Saper pazientare nella prova

Non mormorate, come alcuni di loro mormorarono, e perirono colpiti dal distruttore. (1Corinzi 10:10)
Nessuna tentazione vi a colti che non sia stata umana; però Dio è fedele e non permetterà che siate tentati oltre le vostre forze; ma con la tentazione vi darà anche la via d’uscirne, affinché la possiate sopportare (1Corinzi 10:13).

Il popolo d’Israele dopo essere stato liberato in maniera potente dal regno egiziano fu condotto da Dio per la via del deserto, verso il mar Rosso, questo per evitare che il popolo d’Israele percorresse la via del paese dei Filistei, benché fosse la più vicina, per evitare che il popolo stesso di fronte ad una guerra si pentisse e tornasse in Egitto. (Rif. Esodo 13:17).
Durante il percorso molti del popolo si ribellarono e furono abbattuti nel deserto, perché peccarono d’idolatria e in un giorno ne caddero 23.000; perché tentarono il Signore e morirono morsi dai serpenti; altri perché mormorarono e perirono colpiti dal distruttore.(1Corinzi 10:10).

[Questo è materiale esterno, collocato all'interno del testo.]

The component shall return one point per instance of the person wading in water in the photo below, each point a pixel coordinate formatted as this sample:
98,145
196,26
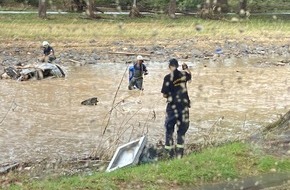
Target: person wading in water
136,73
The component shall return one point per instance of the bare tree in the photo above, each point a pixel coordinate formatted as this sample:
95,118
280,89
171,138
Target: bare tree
42,8
134,10
80,4
243,5
172,9
223,6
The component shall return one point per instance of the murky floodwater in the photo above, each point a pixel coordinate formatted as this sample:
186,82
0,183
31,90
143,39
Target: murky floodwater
40,119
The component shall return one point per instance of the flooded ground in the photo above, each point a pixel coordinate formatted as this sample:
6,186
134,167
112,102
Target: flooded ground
40,119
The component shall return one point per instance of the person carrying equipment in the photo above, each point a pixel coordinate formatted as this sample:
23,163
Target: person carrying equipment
136,73
177,111
48,53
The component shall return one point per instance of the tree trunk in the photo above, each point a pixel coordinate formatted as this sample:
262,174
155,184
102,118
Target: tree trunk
134,11
243,8
243,5
223,5
172,9
42,9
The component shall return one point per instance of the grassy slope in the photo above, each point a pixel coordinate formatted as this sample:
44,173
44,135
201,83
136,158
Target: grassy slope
71,28
230,161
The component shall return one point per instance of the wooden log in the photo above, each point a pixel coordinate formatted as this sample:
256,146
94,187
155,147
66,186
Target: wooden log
282,124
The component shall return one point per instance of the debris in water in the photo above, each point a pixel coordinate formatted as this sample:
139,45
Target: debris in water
90,102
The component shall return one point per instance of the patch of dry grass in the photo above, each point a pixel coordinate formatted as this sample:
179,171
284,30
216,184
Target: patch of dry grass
71,28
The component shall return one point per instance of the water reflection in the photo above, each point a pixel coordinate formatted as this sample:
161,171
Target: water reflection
45,118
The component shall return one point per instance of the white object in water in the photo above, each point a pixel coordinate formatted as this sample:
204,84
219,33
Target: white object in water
127,154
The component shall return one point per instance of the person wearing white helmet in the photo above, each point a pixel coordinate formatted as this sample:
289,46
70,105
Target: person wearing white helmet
48,53
136,73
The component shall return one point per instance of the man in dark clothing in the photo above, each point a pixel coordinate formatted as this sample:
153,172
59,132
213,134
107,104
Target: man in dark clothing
136,74
48,53
177,111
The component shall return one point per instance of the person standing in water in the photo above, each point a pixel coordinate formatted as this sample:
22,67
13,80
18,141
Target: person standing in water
174,89
136,73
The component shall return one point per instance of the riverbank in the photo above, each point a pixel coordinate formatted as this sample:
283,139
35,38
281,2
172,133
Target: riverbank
82,41
229,162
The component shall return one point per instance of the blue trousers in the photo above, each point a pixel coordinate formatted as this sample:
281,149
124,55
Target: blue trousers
176,116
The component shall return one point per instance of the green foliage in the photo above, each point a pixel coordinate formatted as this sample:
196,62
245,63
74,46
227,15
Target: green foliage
270,163
211,165
189,5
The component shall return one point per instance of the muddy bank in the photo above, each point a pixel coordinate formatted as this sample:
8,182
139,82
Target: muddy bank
188,50
234,93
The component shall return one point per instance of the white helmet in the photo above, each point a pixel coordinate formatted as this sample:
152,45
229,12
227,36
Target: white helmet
45,43
140,58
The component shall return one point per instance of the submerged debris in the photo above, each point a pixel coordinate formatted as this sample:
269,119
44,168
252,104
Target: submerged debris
90,102
40,71
275,138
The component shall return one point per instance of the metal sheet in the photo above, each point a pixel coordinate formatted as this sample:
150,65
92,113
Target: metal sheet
127,154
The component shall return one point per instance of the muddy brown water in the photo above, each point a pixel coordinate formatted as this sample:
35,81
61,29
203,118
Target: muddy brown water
41,119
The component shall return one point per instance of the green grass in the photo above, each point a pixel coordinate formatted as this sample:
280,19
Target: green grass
230,161
73,28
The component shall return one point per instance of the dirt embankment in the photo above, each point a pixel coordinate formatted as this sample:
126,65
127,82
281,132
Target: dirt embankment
188,50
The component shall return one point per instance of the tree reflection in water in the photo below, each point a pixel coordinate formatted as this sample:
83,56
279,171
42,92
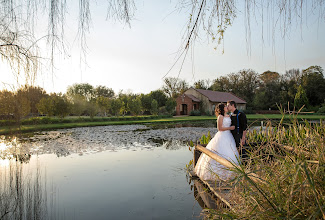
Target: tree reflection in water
205,198
21,196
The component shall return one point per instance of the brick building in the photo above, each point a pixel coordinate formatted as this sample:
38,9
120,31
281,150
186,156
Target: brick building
204,100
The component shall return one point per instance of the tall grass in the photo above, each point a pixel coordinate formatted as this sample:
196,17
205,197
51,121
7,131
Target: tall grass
21,196
290,158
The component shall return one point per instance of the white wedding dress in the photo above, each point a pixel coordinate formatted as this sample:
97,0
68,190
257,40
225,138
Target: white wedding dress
223,144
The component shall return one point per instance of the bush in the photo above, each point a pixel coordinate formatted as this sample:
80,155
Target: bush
321,109
195,113
249,111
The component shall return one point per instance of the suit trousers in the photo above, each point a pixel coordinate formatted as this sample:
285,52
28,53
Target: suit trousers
241,149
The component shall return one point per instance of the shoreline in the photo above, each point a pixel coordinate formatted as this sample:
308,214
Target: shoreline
252,118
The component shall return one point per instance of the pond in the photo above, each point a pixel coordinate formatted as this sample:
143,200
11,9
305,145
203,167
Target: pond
108,172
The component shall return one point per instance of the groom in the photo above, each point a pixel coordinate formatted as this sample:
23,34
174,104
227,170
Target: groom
239,120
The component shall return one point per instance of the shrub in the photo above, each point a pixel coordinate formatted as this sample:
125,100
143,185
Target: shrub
195,113
321,109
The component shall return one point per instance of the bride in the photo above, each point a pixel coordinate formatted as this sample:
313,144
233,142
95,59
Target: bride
224,145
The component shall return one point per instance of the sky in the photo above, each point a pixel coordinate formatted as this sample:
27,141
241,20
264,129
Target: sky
135,59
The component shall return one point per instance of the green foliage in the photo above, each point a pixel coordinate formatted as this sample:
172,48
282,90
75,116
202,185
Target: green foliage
154,107
313,82
173,87
195,113
78,105
205,139
103,104
170,105
146,101
116,106
290,161
135,106
103,91
81,91
301,98
322,109
7,103
54,105
159,96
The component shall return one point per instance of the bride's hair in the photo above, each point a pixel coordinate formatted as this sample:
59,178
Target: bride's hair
220,109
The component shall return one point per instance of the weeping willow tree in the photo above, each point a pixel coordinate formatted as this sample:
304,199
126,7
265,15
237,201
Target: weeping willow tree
20,42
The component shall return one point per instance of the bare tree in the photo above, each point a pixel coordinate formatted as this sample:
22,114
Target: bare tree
19,42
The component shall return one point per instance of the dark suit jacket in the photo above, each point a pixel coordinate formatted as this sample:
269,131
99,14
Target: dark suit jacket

Fratelli e sorelle quando ci troviamo a percorrere vie tortuose, vie accidentate, quando ci troviamo ad affrontare situazioni difficili, quando vediamo chiudersi porte non ci dobbiamo lamentare, non dobbiamo mormorare perché il diavolo vuole questo da parte nostra, che ci ribelliamo a Dio.
Il diavolo non può conoscere ne quello che c’è nel nostro cuore né i pensieri della nostra mente perché percepisce ciò che pensiamo e vogliamo da quello che esce dalle nostre labbra.
Le lamentele e i mormorii che fuoriescono dalle nostre labbra sono terreno fertile dove attaccarci e se piuttosto anziché pregare mormoriamo, Satana, il distruttore, ci colpisce perché meno preghiamo e meno stiamo alla presenza di Dio e più ci indeboliamo col rischio di perire sotto i suoi colpi.
La preghiera ci fortifica perché ci immergiamo nella presenza di Dio dove il nostro cuore e la nostra mente si svuotano di ciò che ci rende deboli e siamo riempiti della potenza dello Spirito Suo Santo: “quando l’avversario verrà come una fiumana lo Spirito dell’Eterno in fuga lo metterà”
Le tentazioni ci sono nella vita del credente, ma nessuna tentazione vi ha colti che non sia stata umana perché Dio nella Sua grande fedeltà non permette che noi siamo tentati al di là delle nostre forze.
In 1Corinzi 10:13 sta scritto “ma con la tentazione vi darà via d’uscirne, affinché la sopportiate.
Quante volte i nostri occhi sono chiusi e non vediamo la via d’uscita eppure quando ci prostriamo alla presenza di Dio, nel nome di Gesù, la soluzione arriva, la porta si apre e vediamo la via d’uscita.
Mi sento di dire con convinzione che il popolo di Dio non deve abbandonare la preghiera perché con essa dimoriamo in Cristo e Cristo dimora in noi per mezzo della Sua parola di vita, saggezza e sapienza per rispondere al diavolo che conosce bene la parola, ma noi siamo più che vincitori in Cristo Gesù che lo ha sconfitto sul duro legno della croce.
Preghiamo in ogni tempo con ringraziamento, con suppliche il tutto accompagnato da una lode e adorazione che sale al trono di Dio come un profumo soave aprendo il cielo con le Sue copiose benedizioni.